Working Fast Food Does Not Agree With Me, Part 1

I was scrolling through my Facebook a few minutes ago, and came across a post from one of George Takei's websites about "the moment you knew you were done with your job" or something like that. And I started to write out one of my own such experiences, but then I realized that I was writing a fucking essay when all they needed was a paragraph or two. So I figured I'll just post my favorite rage-quit stories here. And they all seem to revolve around fast-food joints. I'll try to keep it as anonymous as I can without sacrificing the story.
I worked at a fast-food place when I was in my 20's, and I was working the grill during dinner rush alongside the store's lead manager and some new kid that was maybe a foot shorter than me and several years younger than me. Out of nowhere, completely unprovoked, kid starts telling me he's gonna kick my ass. Loudly. With the manager standing right next to us. Manger looks at me, and he's just as confused as I am. He knows I didn't say anything to set the kid off because HE'S STANDING RIGHT NEXT TO ME. Manager tells me to go take a ten while he deals with the kid.

The break room is in the store's basement, and there's a long stairway down to it with light switches at both ends. I sit down in the break room, trying to figure out what was that I could've done to set the kid off, and all of the sudden the lights go out. Somebody must've hit the switch at the top of the stairs by accident. I get up and turn the lights back on, but by the time I get back to my seat the lights go out again, and I hear a giggle from up the stairwell. Little fella was just messing with me. I call out that if the lights go out again, I'll take care of the kid myself. I don't even make it back to my seat and the lights go out again.

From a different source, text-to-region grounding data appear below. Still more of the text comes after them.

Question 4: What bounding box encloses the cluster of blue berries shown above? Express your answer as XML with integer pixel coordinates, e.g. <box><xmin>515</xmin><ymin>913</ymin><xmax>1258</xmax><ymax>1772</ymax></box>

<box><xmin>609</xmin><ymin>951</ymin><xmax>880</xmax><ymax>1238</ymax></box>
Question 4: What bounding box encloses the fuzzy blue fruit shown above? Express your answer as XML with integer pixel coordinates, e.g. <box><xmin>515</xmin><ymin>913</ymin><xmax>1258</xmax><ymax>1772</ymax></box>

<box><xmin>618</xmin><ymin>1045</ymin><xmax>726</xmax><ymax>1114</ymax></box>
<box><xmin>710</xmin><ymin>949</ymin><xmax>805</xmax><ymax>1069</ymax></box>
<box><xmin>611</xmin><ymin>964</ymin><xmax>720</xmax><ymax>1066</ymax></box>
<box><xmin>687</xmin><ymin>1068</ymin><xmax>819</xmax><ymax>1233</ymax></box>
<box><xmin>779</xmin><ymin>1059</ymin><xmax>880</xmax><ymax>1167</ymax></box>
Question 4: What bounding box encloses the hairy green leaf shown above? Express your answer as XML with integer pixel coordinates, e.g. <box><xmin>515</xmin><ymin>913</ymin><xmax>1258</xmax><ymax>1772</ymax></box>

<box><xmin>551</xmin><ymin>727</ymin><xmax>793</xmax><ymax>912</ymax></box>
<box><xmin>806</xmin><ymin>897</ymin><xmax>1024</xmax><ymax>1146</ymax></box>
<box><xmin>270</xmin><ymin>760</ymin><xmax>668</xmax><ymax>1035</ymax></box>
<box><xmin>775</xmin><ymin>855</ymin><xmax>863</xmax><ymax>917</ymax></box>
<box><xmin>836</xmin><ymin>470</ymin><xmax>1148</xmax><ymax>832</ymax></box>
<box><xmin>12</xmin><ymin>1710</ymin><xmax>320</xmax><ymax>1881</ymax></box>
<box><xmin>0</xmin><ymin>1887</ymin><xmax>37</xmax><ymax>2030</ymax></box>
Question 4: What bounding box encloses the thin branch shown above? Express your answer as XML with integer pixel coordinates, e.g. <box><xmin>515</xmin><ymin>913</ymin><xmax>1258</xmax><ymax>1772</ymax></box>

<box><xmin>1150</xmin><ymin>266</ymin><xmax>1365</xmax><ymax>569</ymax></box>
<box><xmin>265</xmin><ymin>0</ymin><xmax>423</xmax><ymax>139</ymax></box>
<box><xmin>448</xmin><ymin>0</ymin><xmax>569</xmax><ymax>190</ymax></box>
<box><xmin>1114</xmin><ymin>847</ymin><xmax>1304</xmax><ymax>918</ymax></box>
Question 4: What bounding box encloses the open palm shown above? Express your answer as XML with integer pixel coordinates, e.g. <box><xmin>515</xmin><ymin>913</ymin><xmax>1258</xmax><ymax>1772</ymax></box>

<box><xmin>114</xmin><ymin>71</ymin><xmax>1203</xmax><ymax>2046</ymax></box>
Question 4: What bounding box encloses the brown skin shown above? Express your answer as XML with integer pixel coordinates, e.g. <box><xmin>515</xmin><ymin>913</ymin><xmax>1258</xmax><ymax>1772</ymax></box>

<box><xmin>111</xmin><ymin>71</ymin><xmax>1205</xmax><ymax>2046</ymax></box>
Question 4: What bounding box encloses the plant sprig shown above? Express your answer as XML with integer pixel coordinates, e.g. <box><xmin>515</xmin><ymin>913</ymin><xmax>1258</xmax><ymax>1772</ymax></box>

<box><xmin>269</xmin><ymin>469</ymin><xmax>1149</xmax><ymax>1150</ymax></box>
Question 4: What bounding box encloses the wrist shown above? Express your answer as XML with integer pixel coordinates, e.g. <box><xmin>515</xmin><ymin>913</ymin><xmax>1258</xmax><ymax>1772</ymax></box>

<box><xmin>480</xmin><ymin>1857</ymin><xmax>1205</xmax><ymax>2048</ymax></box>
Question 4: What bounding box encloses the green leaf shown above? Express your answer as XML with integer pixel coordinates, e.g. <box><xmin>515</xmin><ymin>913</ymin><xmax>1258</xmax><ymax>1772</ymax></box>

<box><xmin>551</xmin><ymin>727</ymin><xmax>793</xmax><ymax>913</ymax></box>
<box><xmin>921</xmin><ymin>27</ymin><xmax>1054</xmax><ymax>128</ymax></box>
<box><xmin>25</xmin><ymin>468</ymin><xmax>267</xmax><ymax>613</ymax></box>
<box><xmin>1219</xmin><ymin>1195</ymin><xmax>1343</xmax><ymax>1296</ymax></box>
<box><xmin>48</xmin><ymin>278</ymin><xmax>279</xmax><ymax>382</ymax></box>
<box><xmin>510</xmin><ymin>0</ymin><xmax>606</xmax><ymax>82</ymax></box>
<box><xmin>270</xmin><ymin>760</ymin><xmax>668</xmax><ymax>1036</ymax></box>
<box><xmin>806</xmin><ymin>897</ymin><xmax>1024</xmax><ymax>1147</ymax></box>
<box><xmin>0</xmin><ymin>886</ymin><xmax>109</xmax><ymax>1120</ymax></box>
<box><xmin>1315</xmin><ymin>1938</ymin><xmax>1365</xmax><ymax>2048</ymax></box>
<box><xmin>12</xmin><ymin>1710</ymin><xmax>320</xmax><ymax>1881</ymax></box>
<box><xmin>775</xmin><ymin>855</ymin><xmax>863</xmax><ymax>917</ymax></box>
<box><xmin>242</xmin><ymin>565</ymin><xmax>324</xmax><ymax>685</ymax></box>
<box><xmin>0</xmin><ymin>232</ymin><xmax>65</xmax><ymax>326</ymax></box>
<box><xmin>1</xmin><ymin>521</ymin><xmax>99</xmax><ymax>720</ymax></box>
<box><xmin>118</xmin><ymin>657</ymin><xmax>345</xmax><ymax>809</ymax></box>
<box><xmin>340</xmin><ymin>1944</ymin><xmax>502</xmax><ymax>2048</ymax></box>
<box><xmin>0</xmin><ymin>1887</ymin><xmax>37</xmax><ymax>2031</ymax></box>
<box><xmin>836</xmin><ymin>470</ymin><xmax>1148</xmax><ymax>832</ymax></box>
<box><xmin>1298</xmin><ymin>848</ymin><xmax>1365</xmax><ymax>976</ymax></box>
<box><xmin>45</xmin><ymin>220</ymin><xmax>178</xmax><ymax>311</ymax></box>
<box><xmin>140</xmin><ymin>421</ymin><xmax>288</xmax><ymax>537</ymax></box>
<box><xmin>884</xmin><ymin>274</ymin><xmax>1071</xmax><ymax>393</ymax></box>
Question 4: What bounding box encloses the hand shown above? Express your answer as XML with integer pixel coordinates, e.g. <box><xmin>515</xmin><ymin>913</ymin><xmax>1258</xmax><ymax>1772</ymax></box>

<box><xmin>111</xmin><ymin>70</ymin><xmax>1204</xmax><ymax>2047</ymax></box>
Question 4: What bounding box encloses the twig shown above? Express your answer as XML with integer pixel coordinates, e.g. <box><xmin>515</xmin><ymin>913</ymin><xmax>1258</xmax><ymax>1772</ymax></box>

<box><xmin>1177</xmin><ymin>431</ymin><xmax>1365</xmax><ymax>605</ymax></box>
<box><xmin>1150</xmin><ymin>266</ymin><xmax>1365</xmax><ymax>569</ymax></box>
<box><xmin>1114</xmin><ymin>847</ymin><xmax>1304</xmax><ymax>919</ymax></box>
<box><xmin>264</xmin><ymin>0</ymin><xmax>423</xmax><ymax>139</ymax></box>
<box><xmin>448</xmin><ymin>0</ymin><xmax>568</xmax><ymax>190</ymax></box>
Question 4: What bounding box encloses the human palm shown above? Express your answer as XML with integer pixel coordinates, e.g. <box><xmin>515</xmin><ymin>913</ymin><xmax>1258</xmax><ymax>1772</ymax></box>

Okay, little guy is screwing with me and the manager has not taken care of the little twerp like he told me he would. Yeah, there's a lack of institutional control here, and I'm done with it. I change into my street clothes and head up the stairs. I see little fella doing the job I'd been doing, standing next to the manager at the grill and giggling like a schoolgirl. I walk up behind the kid and throw him over my shoulder like a sack of potatoes and casually tell the manager that he failed to take care of little fella's problem, and that I'd handle it myself now - and that I was quitting.

I walked out the back door of the restaurant with kid over my shoulder, through the drive-thru traffic and across the parking lot, and I threw the twerp in the dumpster, telling him if I ever saw him again he'd go in the compactor instead. About a week later I was telling my mother the story - she worked at the local high school as a secretary to the guidance counselors - and she already knew who the kid was. I hadn't even mentioned the kid's name to her up until that point, but she knew him from his record at school Turns out that little fella was a kinda-sorta special-ed student who literally could not control his own behavior from one minute to the next and was supposedly not allowed to work because of it. Kid lied about his age, saying he was eighteen when he was only sixteen - State Law says you can't work around a grill if you're under eighteen - and he didn't mention his behavioral disorder on his application.

And believe it or not, I did run across the little peckerwood again a few months later, but I'll spare you the details.